In yesterday’s installment of this list I mentioned that I had a certain logic or organizing principle in mind when I grouped songs together in most of the remaining Parts of the list. Today’s feature is evidence of that.
All three of today’s songs are brutalizing experiences, but they’re also head-spinners, especially the first two. And both of those aspects are key reasons why I think the songs turned out to be infectious.
For those of you who might be stumbling into this list for the first time, you can find the preceding 13 installments via this link.
BRODEQUIN
Two days ago I intended to include a different song from Brodequin‘s 2024 comeback album instead of the one you’re about to see. A week or two before that, it was yet another song. I really have had trouble making up my mind. Though I’m pretty content that I finally chose the right one, even if tomorrow I might choose a fourth one.
The one I’ve picked (for now) is the album’s title track and last song in the running order. Like all the songs on the album, “Harbinger of Woe” deploys high-speed, heavy-caliber drum munitions, which are a reason why so many of the songs are infectious, along with madhouse assaults of feverish skittering and maliciously swarming riffage, monstrous gutturals, weird wails, and sinister spoken words.
But it’s the song’s big jackhammering and lurching grooves, including the off-kilter one in the final minute (and all the strangeness accompanying it), that led me to pick it for this list.
(To get an assessment of the album as a whole, if you haven’t heard it, you can find our Andy Synn‘s review here.)
https://brodequin.bandcamp.com/album/harbinger-of-woe
http://www.facebook.com/brodequintn
WORMED
I can understand if some of you can’t fathom how a Wormed song could make a list like this one. Their music is so persistently unpredictable and brain-scrambling, to the point of being brazenly bizarre, and so fast and instrumentally pyrotechnical, that it doesn’t jump to mind when you’re thinking about head-nodders and toe-tappers, or other songs that you find yourselves replaying in your head at odd times.
But in the case of the song from their latest album Omegon that I’m including today, the infectiousness derives from those very same qualities — plus the brutish, thudding blows that segment all the madly squirming, spasming, blurting, and blaring fretwork, and the bursts of hyper-speed, hyper-focused drum mania. It turns out that all the crazed and constantly mutating motifs that make up the song have an addictive quality.

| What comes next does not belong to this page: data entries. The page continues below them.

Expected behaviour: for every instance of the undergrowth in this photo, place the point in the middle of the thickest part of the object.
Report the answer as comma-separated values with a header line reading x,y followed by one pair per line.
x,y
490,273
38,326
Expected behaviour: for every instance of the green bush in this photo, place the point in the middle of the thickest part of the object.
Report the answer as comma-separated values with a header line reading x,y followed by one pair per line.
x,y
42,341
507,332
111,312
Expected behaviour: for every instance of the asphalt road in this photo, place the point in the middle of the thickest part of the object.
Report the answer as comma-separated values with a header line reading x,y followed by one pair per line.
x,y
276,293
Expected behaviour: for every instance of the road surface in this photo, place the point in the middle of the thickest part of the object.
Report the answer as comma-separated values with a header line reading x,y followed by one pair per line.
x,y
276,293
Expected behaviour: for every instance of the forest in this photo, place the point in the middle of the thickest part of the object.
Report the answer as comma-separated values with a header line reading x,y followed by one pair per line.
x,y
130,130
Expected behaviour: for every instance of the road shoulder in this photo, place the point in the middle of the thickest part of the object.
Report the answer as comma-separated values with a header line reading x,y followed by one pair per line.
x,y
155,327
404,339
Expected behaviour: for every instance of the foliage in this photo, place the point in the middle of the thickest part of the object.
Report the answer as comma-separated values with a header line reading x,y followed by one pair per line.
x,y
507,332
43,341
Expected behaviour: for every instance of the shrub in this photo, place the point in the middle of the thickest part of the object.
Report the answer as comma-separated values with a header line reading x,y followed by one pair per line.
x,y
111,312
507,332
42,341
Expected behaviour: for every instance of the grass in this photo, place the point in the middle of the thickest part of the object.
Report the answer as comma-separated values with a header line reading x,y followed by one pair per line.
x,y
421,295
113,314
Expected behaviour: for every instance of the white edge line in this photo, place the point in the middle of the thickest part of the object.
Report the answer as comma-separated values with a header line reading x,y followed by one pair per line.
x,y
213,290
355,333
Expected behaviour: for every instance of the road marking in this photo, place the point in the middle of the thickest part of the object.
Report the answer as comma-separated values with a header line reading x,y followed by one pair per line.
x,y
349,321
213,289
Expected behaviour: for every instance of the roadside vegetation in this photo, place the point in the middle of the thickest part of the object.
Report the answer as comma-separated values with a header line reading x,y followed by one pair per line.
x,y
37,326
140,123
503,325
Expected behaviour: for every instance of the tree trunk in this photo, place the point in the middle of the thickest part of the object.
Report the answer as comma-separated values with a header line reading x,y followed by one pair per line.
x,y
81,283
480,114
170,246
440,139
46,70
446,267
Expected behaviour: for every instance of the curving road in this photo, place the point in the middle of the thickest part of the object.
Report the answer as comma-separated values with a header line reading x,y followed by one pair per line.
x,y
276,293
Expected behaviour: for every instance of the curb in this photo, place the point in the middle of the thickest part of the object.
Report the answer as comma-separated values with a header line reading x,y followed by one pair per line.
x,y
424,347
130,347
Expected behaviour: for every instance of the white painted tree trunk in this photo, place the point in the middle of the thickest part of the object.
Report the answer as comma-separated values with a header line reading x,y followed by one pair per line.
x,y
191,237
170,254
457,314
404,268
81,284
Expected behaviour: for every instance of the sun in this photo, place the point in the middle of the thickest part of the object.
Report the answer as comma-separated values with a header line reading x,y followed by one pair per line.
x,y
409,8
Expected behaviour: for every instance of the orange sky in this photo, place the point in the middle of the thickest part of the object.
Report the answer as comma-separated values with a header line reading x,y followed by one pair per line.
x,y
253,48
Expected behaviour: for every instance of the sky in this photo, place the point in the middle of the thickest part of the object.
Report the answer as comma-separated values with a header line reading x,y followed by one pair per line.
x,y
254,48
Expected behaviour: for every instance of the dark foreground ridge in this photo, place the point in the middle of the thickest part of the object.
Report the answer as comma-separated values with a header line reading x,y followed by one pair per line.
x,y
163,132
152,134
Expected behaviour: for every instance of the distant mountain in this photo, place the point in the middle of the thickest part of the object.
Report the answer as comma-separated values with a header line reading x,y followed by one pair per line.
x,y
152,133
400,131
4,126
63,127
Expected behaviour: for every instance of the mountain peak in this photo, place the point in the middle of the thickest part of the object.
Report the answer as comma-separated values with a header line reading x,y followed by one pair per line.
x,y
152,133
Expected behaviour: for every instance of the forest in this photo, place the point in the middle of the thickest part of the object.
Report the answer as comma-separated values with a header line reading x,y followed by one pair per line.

(And for an overall assessment of Omegon, I’ll point you to DGR‘s review here.)
https://wormed.bandcamp.com/album/omegon
https://www.facebook.com/wormed
KONKHRA
“Sad Plight of Lucifer,” the final song in today’s installment, isn’t quite as pyrotechnical as the first two, but it’s definitely a brutal piece of work, and I dare say has the biggest hooks of all three. It delivers body-slugging, neck-snapping death metal laced with eerily darting and frantically screaming fretwork and fronted by truly monstrous growls from deep in the belly.
As I’ve written before, the track is a big, hard-charging muscle-mover, with jabbing and jolting fretwork that proves to be addictive. It’s capped by an exhilarating black magic solo that spins up to ravishing heights, and further includes heroic chants and top-shelf drumwork.
The video that helped present the song also gives us great views of Konkhra‘s performances, and makes an electrifying piece of music even more electric. An easy pick for this list.
(The song is the title track to Konkhra‘s 8th album, released last year by Hammerheart Records.)